CM . . .
. Volume XVI Number 11. . . .November 13, 2009
Thomas and the Métis Cart = Tumaas ekwa li Michif Sharey. (Michif Children's Series).
Bonnie Murray. Illustrated by Sheldon Dawson. Translated by Rita Flamond.
Winnipeg, MB: Pemmican, 2008.
32 pp., pbk., $10.95.
Red River cart-Juvenile fiction.
Kindergarten-grade 3 / Ages 5-8.
Review by Dave Jenkinson.
"Good morning class," said Mr. Johnston. "Are you anxious to find out about the science project?"
"YES!" they all said.
"Well, wait no longer because the science project is to make something on wheels. You can use wood, paper, string, glue, tape and cardboard. You should make it from scratch and get help from someone."
"So what should we do first?" asked Nicole.
Mr. Johnston then explained, "The first thing you will need to do is decide what you want to make and what materials you will use to make it. Then you can decide how to make it. When completed you will have to give a presentation to the class about your project. The due date is two weeks from now. Good luck!"
According to a back cover blurb, Thomas and the Métis Cart is "the fourth and final book of the [Michif Children's] series. In each of the previous collaborations involving this trio of author, illustrator and translator, Thomas was introduced to an aspect of his Metis cultural heritage, beginning with the Michif language in Li Minoush and followed by the Métis flag in Li Paviyon de Michif, and the Métis sash in Li Saennchur Fleshii di Michif.
As the above excerpt explains, Thomas' science class calls for him to make something with wheels. When Thomas tells his parents of his school need, his father suggests that they build a model Red River Cart, the idea being prompted by a newspaper article explaining that a full-size cart was being recreated for the Aboriginal Games in Winnipeg. While father and son work together to create the model, Thomas' dad briefly explains the role that such carts played in Métis history.
Unfortunately, the plot of Thomas and the Métis Cart is very, very thin, and the five sentences of information that Dad shares with Thomas about the Red River cart are even thinner. To say that "Long ago, our ancestors used these carts to travel the prairies in search of buffalo" could leave youngsters with the incorrect impression that these noisy carts were directly used in the buffalo hunt, itself. The interesting factual tidbit about the carts' axles collecting dirt and small pebbles, "eventually forcing the carts to stop," is incomplete.
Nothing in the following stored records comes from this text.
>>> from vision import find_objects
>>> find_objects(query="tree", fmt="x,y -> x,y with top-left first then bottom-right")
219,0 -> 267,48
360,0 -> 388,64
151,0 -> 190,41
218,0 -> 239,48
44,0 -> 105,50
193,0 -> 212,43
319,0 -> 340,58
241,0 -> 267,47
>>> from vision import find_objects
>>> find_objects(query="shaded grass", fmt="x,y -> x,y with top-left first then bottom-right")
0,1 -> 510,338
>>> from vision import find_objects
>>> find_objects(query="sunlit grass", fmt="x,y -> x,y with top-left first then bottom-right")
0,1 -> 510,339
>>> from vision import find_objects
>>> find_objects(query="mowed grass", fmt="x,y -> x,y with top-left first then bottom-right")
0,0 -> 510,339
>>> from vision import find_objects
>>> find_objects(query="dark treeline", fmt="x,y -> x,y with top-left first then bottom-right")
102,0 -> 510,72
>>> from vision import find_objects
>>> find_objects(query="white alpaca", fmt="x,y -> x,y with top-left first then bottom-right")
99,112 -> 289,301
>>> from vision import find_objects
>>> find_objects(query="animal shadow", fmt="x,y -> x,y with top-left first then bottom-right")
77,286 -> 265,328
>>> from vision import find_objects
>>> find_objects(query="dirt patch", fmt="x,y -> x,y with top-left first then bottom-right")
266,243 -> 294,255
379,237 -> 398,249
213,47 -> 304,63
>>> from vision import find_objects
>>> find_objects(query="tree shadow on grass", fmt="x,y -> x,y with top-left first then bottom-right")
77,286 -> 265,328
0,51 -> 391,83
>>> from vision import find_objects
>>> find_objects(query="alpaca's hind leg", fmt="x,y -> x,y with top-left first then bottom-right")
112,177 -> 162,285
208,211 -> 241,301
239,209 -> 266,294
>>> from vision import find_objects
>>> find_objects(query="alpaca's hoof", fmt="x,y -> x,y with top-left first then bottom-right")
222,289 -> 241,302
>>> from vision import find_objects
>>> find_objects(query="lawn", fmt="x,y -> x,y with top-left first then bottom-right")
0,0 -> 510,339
With no CAA to call, what did the cart drivers do? So much more could have been said about the Métis/Red River cart. For instance, why were the wheels so high? What larger role did "brigades" and "trains" of carts play in trade and transport between Red River and other settlements? What did carters do when they had to cross a river? What caused the carts' demise?
Murray throws in a surprise ending when Mr. Johnston, the science teacher, suddenly announces that Thomas is "the First Prize winner for the best and original science project." While young readers will be pleased for Thomas, nowhere had Murray previously indicated that the science project was of a competitive nature.
In terms of book design, Thomas and the Métis Cart maintains the pattern established in the three previous volumes. One page of each pair of facing pages is taken up by Dawson's illustration while the other page presents Murray's text in English and Flamand's Michif translation, with the two texts being separated by an illustration of a small detail taken from Dawson's full-page illustration.
Recommended with reservations.
Dave Jenkinson, CM's editor, lives in Winnipeg, MB.